Lucy Leavenworth Wilder Morris (1865 – 1935) was an American teacher and historian. She served as Minnesota state regent for the National Society Daughters of the American Colonists.

== Early life and education ==
Morris was born in Evanston, Illinois. She was the great-granddaughter of a patriot of the American Revolution. She was educated at schools in Illinois. She moved to Houston County, Minnesota in 1878. She later moved to LaCrosse, Wisconsin to further her education before returning to Minnesota.

== Career ==
Morris was a teacher, author, and historian. She began teaching in country schools in Minnesota when she was sixteen years old. She authored travel guides, children's books, and magazine articles.

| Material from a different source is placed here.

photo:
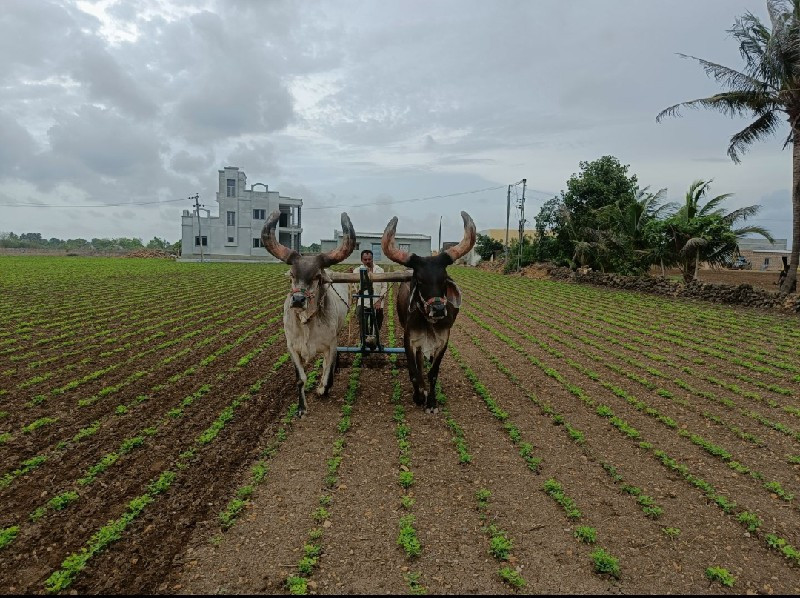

In 1894, she joined the Daughters of the American Revolution. She collaborated with other members to record, transcribe, and edit stories about 154 women and men who settled in the Minnesota Territory. In 1914, she officially published Old Rail Fence Corners: Frontier Tales Told by Minnesota Pioneers.

In 1922, Morris founded the Minnesota State Society of the Daughters of the American Colonists, launching a project focused on protecting the site at the east end of Stone Arch Bridge, where Father Louis Hennepin allegedly came upon the Saint Anthony Falls in 1680 with the help of Native American guides. In 1924, she persuaded the St. Anthony Falls Water Power Company to grant an easement for a small park. She led the Daughters of the American Colonists in developing the half-acre plot of land, added fences and a gate, planted trees, and secured a large boulder to place a commemorative plaque. The park was dedicated in honor of Morris in 1924 and was officially named the Lucy Wilder Morris Park.

== Personal life ==
She married James T. Morris, a lumber businessman and lender.